Enrique Martínez Ocaranza

Tingüindín

Enrique Martínez Ocaranza

Originario de Jiquilpan, Michoacán, procedente de familias de escritores-poetas. Bohemio de corazón, se desempeñó como locutor, funcionario, escritor, periodista y poeta. Vivió en Tingüindín en los años 50’s, desempeñándose como secretario del Ayuntamiento.

Un texto de Enrique Martínez Ocaranza:

Dos manatiales (Fantasía Tarasca)

En Tingüindín, «Lugar de Adoración», todo es bonito: su nombre, sus mujeres, su iglesia, sus bosques, sus huertas… Todo es agradable dentro de su tranquilidad absoluta, el clima bondadoso, el agua fresca y el sabroso aguacate y la guayaba perfumada y roja.

¡Ah!,  ¿pero quién no conoce las famosas aguácatas? ¿Quién no ha catado su espirituoso mezcal? ¿Quién no se ha sentido alguna vez poeta sentado agradablemente en la cima del cerro de la Cruz, viendo por allá las colinas del llano de Tocumbo, y más allá al Tancítaro y al Patamban? ¿Y quién, en fin, no descubre sus leyendas?

Muchos, pero muchos años han pasado desde aquel en que apartaron sus vidas dos enamorados que hoy, convertidos en manantiales, siguen caminos paralelos y sólo dialogan entre el murmullo de sus aguas que van resbalándose por las barrancas para llegar límpidas a las llanuras.

Itzemba, «Flor del Agua», hija de la reina Carítzicua, salió rebosante de alegría aquella tarde de abril; se fue por los bosques a oír el jilguero y a respirar el perfume de las amapolas y el anís… oye un rumor o un lamento y su alma tarasca se estremeció… ¿De quién podría ser?

Ella, que no conocía más que a su reina madre; ella que por primera vez salía sola a los campos, oía aquel rumor y no sabía de quién era. Impulsada por «algo» nuevo, caminó sin saber a dónde, pues el motivo de su angustia o de su anhelo seguía latente en su corazón y quería descubrirlo…
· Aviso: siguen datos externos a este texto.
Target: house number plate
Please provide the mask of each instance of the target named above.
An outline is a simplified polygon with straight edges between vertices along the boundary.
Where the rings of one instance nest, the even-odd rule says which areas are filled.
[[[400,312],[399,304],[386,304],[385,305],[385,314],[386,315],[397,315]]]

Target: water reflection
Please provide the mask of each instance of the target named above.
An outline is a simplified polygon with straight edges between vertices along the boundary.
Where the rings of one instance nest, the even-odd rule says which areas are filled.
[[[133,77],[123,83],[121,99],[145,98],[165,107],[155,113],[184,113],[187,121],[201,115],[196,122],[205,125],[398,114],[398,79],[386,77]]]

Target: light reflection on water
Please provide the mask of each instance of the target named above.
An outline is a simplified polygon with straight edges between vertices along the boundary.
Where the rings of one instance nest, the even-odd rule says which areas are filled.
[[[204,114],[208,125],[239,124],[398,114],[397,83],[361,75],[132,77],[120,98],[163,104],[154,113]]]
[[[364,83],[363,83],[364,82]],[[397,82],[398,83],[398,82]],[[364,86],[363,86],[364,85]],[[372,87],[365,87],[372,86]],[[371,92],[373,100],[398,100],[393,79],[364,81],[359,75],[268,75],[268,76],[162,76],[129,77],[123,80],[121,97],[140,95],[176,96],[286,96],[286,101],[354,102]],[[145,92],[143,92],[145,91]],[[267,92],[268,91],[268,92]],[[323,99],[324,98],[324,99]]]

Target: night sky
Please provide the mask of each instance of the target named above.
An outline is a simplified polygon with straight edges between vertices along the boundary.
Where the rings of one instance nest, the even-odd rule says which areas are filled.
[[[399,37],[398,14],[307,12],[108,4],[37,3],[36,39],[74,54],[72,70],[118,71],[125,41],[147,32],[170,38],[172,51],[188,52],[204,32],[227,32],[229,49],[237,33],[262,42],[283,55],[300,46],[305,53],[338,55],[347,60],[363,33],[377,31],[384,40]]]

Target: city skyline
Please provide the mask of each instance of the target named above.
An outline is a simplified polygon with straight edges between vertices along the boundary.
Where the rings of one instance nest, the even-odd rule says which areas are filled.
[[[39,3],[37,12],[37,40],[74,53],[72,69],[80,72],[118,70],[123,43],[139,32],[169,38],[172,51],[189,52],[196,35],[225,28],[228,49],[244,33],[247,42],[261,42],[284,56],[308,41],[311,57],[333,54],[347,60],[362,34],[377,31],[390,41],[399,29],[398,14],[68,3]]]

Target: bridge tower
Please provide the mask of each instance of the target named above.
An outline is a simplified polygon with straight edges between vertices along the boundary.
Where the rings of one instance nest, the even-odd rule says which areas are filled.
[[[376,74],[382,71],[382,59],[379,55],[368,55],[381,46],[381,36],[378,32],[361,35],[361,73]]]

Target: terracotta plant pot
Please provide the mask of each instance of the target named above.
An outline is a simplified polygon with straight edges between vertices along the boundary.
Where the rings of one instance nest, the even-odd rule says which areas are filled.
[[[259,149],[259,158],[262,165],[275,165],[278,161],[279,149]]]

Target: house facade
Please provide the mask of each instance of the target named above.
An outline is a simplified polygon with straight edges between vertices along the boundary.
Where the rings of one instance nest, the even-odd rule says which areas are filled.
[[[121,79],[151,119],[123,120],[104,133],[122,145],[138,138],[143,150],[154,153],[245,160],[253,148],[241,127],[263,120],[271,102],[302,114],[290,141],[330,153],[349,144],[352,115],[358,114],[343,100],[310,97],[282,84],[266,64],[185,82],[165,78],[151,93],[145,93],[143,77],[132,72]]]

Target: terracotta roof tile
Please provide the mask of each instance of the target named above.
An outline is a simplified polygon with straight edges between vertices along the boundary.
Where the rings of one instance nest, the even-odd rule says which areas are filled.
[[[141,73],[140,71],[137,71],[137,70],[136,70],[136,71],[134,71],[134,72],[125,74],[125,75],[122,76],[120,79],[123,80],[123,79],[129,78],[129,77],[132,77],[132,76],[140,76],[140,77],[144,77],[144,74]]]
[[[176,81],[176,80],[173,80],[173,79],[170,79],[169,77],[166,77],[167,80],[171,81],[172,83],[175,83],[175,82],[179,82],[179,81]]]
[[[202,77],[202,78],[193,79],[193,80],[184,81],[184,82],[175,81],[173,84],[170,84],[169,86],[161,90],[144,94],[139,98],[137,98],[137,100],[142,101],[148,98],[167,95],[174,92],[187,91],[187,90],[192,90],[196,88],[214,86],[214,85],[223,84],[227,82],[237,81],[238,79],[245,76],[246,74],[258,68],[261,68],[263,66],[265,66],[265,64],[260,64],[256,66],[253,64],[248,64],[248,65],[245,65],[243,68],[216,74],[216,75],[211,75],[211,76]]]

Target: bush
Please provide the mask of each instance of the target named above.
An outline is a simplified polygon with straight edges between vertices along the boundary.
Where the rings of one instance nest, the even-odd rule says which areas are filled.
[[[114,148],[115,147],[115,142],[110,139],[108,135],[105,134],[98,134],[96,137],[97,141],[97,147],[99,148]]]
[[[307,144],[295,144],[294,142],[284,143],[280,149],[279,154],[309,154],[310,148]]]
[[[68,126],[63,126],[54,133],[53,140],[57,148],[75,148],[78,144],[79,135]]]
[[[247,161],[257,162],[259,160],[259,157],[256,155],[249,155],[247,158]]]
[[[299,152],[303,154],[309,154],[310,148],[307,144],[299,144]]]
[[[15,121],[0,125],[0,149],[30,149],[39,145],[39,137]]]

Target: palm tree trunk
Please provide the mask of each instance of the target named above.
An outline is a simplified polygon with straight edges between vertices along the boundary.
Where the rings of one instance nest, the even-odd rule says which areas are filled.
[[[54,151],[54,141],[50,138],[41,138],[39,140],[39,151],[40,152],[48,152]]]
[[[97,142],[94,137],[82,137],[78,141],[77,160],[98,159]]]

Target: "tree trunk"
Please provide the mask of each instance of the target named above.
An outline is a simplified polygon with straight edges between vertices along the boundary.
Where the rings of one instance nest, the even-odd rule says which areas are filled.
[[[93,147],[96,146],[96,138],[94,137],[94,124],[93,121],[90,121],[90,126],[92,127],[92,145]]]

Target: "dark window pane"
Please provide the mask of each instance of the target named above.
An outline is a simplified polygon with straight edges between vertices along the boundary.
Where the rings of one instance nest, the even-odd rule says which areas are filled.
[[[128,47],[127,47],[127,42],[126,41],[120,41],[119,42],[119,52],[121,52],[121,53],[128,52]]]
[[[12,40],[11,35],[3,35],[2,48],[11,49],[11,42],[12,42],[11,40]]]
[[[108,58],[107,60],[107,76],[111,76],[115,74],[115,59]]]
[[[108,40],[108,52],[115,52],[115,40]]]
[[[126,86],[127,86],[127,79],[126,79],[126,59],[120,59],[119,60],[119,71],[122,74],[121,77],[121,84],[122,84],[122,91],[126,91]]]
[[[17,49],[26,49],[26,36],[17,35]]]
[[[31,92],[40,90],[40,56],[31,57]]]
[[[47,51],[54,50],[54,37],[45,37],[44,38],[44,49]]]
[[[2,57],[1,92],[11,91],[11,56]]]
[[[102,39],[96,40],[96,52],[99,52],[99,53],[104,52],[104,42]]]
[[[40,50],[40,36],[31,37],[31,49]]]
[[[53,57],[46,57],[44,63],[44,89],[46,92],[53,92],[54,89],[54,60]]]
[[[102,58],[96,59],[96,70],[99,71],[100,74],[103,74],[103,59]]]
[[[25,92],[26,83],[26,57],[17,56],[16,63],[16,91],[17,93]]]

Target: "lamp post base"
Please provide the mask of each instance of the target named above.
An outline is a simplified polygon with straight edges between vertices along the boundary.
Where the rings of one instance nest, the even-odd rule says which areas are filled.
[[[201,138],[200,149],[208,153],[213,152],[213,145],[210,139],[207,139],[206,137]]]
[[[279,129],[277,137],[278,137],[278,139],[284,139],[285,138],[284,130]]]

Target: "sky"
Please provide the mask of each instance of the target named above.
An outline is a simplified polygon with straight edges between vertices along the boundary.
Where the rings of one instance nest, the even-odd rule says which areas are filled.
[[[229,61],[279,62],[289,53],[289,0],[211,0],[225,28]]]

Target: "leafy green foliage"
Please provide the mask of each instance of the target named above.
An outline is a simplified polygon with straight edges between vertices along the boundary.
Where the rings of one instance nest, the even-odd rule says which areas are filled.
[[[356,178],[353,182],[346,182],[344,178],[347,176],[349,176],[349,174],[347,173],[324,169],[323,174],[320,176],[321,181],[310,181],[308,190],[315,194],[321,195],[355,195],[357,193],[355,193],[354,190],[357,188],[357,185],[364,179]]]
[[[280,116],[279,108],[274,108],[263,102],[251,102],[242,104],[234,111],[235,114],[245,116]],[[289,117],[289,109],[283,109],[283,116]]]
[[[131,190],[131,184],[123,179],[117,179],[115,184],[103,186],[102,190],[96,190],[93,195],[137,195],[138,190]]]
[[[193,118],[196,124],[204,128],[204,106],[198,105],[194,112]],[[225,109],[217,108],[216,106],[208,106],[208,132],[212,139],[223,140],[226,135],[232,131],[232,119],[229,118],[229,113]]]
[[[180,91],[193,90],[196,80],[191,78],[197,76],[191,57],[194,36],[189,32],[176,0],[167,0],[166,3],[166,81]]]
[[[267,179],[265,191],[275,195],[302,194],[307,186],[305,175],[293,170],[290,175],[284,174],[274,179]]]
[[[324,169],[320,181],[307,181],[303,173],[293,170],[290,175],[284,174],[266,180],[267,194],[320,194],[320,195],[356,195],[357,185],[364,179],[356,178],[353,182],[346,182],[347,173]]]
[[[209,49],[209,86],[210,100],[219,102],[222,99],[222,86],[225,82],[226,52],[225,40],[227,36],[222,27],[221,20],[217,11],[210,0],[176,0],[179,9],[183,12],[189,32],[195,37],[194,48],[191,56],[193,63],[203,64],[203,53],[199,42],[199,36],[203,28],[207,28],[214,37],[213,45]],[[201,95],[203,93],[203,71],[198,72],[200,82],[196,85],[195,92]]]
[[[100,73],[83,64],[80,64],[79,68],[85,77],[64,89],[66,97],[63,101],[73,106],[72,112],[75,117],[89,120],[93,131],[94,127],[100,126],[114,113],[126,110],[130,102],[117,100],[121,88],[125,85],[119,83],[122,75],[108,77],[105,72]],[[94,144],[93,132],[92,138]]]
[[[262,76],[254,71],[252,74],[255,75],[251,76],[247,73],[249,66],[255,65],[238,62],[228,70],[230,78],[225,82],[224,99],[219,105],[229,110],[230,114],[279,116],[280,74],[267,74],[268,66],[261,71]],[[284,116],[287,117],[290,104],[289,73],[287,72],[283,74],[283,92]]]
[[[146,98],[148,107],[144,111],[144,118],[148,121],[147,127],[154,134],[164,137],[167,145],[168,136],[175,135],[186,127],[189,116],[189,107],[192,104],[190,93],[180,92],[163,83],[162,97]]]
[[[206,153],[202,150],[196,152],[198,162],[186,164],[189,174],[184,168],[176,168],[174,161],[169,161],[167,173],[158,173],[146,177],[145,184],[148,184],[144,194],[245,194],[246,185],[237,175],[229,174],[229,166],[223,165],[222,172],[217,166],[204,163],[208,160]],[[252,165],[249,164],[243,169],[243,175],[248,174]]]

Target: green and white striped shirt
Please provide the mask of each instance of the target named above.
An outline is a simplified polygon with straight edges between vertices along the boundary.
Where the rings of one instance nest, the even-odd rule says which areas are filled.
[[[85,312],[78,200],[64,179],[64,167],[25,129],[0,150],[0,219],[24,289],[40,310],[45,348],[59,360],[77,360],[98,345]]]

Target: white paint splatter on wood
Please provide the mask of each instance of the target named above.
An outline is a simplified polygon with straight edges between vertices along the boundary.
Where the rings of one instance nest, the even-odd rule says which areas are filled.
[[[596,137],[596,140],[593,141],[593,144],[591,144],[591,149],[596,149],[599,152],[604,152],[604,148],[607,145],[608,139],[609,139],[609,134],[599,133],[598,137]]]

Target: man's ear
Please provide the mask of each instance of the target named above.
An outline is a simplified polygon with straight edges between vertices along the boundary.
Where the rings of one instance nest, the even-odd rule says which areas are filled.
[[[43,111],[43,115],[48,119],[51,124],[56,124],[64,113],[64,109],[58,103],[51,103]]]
De pronto, de entre la frondosidad del bosque brotó la imagen de otro ser y entonces, sus bellos ojos negros se cubrieron de alegría y su cuerpo moreno y duro vibró de emoción; sus labios jugosos se abrieron para descubrir dos hileras blancas de marfil y allá, muy dentro, latía aquel corazón al que no habían llamado a su puerta.

Aquel ser, también moreno, alto y juvenil se fue acercando hacia la Princesa atraído por su belleza, y cuando estuvo cerca de sus brazos, sin que sus bocas hablaran, se estrecharon y desde aquel momento latieron febrilmente dos corazones que se buscaban sin conocerse.

Todas las tardes de aquella primavera, fueron testigos del idilio de los dos príncipes que se encontraron al impulso del espíritu; al anhelo de dos ilusiones.

—¿De dónde vienes? ¿Sabías que yo soy la princesa Itzemba, hija de la reina Carítzicua?

Y el príncipe Tzerápeti, «Hijo del Bosque», sólo sabía responder con sus ojos; sólo sabía contestar a su amada con el rápido tic-tac de su corazón.

—Itzemba. No sabía quién eras; de tu existencia sólo me hablaba el canto de las aves; el perfume de las flores y la humedad del rocío. Nos hemos encontrado y es todo… somos dos seres que han quedado unidos para siempre; mi sangre es purépecha como la tuya; el color de tu piel es como la mía; tus ojos son negros y los míos también lo son… ¡Itzemba!